For decades, the compute industry has relied on Moore’s Law – and successfully so. The principle that the number of transistors on a chip doubles every two years has been the bastion of the digital age.
However, the era of Moore’s Law is ending, just as compute demand has never been more meteoric. Transistor scaling is reaching its physical limit at the nanoscale, while the advent of Gen AI is driving the need for multibillion-parameter AI models and training clusters requiring hundreds of thousands or even millions of chips for a single model.
The underlying battleground of compute is changing – instead of innovating new ways to drive performance from a single chip, there must be a fundamental rethinking at the scale of hundreds, thousands, and even millions of chips on a per-system and per-rack basis.
Amdahl’s Law for AI Scale Success
For rack-scale thinking, Amdahl’s Law tells us that even the most advanced GPUs cannot deliver their theoretical performance without addressing the challenges unique to the system level. Interconnects must shuffle data between chips at blistering speeds, cooling systems must extract tens of kilowatts of heat per rack, and power delivery architectures must reliably feed thousands of processors running at near-constant peak load.
We can draw on some lessons from our past. During the mainframe and minicomputer eras, processor improvements alone were initially sufficient to deliver performance gains. However, as workloads ballooned in complexity, differentiation came from the shift to systems-level orchestration.
The answer was client-server architectures and virtualization, which ultimately led to what we now know as cloud computing. In the AI era, this pattern is repeating: true efficiency and performance improvements will emerge only when each component of a rack system is co-optimized. This represents more than a technical nuance – it represents a radical inflection point in how computing infrastructure is built, scaled, and monetized.

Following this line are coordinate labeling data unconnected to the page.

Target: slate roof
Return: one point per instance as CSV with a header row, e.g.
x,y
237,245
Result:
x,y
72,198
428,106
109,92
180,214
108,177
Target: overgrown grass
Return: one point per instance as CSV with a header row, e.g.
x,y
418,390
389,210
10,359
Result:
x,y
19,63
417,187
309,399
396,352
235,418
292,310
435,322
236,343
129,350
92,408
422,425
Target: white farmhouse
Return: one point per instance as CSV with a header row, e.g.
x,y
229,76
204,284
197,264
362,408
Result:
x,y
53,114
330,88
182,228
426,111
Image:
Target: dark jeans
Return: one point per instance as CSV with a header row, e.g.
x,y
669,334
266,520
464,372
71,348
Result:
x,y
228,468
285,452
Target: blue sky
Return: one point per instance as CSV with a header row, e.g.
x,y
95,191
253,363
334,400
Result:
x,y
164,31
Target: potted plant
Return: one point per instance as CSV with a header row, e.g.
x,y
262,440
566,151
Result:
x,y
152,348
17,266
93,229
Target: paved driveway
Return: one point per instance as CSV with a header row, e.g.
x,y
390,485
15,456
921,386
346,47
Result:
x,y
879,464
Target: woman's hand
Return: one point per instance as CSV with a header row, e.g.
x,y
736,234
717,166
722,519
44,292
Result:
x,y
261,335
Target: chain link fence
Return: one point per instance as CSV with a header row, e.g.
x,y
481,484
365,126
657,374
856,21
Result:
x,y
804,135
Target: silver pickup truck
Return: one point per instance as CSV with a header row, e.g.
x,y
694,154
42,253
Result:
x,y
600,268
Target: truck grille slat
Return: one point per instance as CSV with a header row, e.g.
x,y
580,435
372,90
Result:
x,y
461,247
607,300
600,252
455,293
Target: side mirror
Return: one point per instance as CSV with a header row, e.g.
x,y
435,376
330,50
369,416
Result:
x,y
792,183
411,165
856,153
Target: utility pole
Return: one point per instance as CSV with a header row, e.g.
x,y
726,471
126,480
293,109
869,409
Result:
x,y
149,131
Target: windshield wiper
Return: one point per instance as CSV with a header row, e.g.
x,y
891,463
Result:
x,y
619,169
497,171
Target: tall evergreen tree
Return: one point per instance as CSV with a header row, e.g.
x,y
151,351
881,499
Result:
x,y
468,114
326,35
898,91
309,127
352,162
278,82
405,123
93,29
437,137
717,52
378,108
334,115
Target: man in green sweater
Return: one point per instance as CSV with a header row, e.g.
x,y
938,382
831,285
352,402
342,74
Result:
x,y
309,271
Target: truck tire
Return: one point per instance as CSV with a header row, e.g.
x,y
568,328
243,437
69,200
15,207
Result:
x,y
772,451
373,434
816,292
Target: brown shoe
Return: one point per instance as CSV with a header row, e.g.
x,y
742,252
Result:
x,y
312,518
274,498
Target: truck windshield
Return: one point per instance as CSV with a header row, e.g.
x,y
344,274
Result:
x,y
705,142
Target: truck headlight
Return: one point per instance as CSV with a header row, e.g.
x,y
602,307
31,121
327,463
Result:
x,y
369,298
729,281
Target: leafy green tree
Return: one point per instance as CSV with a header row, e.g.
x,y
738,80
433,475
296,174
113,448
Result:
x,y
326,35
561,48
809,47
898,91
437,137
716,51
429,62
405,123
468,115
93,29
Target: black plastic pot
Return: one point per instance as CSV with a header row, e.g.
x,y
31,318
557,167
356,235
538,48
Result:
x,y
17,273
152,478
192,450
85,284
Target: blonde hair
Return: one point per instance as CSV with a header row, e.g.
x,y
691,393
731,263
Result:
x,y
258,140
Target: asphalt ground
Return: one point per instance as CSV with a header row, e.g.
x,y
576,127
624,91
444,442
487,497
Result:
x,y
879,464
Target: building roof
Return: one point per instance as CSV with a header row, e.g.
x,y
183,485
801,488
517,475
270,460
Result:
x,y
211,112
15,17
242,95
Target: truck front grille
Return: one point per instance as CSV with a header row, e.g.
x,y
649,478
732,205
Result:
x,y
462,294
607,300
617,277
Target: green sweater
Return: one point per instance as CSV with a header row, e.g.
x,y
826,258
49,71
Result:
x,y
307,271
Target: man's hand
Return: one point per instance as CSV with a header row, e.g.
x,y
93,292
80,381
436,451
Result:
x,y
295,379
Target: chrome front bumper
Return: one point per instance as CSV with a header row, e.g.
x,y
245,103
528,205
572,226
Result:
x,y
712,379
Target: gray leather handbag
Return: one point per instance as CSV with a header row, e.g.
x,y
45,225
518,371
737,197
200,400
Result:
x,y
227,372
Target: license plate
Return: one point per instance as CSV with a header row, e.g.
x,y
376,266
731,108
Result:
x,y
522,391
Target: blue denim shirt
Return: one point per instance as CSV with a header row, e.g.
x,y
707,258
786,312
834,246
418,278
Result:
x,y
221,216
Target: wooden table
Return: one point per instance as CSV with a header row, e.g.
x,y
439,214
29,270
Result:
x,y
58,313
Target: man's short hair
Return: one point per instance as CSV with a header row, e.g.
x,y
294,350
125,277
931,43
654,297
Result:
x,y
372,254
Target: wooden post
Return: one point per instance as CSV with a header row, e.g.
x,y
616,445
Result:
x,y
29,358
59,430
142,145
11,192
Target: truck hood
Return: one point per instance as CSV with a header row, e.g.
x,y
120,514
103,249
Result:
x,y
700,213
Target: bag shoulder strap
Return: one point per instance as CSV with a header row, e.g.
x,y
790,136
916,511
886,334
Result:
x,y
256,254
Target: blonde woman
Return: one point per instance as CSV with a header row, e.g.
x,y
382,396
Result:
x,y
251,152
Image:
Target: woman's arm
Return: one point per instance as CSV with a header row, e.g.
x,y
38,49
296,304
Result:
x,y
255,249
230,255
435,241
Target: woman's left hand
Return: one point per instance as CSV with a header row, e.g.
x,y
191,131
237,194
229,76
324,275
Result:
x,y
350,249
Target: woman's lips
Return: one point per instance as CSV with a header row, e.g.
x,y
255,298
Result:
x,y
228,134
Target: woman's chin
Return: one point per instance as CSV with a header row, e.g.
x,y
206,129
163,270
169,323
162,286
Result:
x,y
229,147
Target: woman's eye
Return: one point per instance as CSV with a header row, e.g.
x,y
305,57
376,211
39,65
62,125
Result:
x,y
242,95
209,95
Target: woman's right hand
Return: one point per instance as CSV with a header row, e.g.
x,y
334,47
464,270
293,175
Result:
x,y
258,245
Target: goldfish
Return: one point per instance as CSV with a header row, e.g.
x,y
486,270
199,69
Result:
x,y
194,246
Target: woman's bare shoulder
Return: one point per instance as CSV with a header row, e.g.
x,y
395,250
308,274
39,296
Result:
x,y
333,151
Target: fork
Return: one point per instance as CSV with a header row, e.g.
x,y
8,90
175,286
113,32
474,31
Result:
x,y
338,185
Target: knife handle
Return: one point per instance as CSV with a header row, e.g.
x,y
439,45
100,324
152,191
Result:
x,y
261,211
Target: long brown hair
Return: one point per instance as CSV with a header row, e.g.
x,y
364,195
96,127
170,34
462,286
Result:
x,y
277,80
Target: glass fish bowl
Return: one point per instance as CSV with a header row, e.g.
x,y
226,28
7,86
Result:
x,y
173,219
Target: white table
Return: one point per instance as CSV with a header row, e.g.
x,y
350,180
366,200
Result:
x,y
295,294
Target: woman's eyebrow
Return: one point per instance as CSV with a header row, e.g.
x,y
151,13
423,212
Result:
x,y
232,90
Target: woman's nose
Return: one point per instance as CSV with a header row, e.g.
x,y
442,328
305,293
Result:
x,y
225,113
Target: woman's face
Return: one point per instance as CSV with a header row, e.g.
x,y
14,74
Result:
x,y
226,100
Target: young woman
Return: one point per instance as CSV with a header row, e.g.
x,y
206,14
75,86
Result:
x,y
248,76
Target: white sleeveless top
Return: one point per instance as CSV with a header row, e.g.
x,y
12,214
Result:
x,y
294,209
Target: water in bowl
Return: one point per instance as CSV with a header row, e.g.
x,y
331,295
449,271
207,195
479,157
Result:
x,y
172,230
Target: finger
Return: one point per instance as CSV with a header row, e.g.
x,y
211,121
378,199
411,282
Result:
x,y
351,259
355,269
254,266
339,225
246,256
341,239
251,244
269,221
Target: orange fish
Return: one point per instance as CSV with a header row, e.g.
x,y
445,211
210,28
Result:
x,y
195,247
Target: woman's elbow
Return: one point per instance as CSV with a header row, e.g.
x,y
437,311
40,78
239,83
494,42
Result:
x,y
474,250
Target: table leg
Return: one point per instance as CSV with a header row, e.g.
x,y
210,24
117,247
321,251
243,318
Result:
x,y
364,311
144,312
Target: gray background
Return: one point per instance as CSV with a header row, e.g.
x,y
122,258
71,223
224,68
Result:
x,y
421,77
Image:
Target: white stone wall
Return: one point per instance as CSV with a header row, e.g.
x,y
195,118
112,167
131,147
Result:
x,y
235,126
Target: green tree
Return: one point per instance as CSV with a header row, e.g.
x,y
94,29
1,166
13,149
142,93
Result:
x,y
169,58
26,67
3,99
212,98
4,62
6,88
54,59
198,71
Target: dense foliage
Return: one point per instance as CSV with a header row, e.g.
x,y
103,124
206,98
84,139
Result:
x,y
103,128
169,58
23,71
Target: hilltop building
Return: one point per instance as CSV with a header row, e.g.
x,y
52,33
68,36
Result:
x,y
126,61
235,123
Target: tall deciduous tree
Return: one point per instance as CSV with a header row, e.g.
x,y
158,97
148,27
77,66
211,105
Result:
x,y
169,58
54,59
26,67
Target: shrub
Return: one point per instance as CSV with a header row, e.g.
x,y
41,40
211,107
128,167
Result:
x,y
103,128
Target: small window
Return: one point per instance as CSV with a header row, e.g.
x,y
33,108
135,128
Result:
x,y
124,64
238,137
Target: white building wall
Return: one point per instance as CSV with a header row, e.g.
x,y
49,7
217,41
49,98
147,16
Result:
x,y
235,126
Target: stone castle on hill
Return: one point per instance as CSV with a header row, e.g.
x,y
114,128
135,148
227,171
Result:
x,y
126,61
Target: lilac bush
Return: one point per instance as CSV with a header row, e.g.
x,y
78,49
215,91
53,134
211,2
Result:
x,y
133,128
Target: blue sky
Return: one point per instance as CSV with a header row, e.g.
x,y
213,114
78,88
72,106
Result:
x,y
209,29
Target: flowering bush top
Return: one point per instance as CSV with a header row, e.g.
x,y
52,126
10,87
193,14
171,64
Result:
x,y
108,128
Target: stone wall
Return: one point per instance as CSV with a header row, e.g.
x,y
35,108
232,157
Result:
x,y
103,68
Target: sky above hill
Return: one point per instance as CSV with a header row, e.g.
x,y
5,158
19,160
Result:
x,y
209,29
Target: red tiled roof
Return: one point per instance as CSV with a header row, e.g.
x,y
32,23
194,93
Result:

Leading industry incumbents have already recognized this shift. Nvidia has acquired Mellanox, Cumulus Networks, and Augtera, with Enfabrica rumored to be next. The company is building a formidable networking stack to complement its GPUs and deliver holistic rack-level solutions. More recently, AMD acquired ZT Systems, a rack-level infrastructure and data center systems provider, to internalize systems design expertise critical for AI.
Where Startups Fit In
Despite heavyweight players working to consolidate and vertically integrate at the rack scale, several unique gaps remain that hyperscalers and chip incumbents cannot – or likely will not – address alone. These gaps are ripe for startup disruption.
Interconnects are the backbone of system- and rack-level communication, where even minor bottlenecks between compute nodes can cripple performance and increase latency.
Meeting the unprecedented bandwidth demands of all-to-all communication across thousands of GPUs requires novel interconnect solutions that balance cost, speed, and energy efficiency.
A critical dimension of this evolution is photonics, both on-chip and off-chip. Co-packaged optics and integrated photonics are reshaping switch and compute node integration by placing optical interfaces directly beside or within chips, cutting power consumption while boosting bandwidth density.
Meanwhile, multipoint-to-multipoint photonic networks are emerging as a path to truly scalable all-to-all GPU communication, enabling larger clusters and unprecedented efficiency for AI workloads.
Startups are driving much of this innovation, as evidenced by recent acquisitions such as Ciena’s acquisition of Nubis Communications, a TDK Ventures portfolio company, and Credo’s purchase of Hyperlume.
In addition to advances in connectivity and bandwidth, hardware and software must be tightly paired and intelligently orchestrated to unlock true performance. Rack-aware AI solutions, for instance, show tremendous promise by adapting software to hardware topology, architecture, and bandwidth instead of forcing hardware to conform to software constraints.
Meta has already embraced this approach, designing “AI Zones” within their racks that leverage specialized rack training switches (RTSWs) and custom algorithms to optimize GPU communication for large-scale language model training.
Finally, there is a monumental opportunity in power management, distribution, and cooling as the industry must rise to meet the challenges of responsibly handling and mitigating the tens of kilowatts per rack that are generated in today’s data centers.
An Investor’s Perspective
For investors, the signal is clear: the next wave of AI infrastructure winners will not be defined solely by who makes the fastest chip, but by who enables rack-scale performance. History offers precedent.
Just as Cisco and Arista rose to prominence by solving campus and data center networking, and VMware defined an era through virtualization and orchestration, the coming decade will crown system-level innovators as indispensable to AI’s infrastructure backbone.
The AI “chip wars” are evolving into “system wars.” In that transition, the greatest opportunities and returns will accrue to those who can engineer at scale.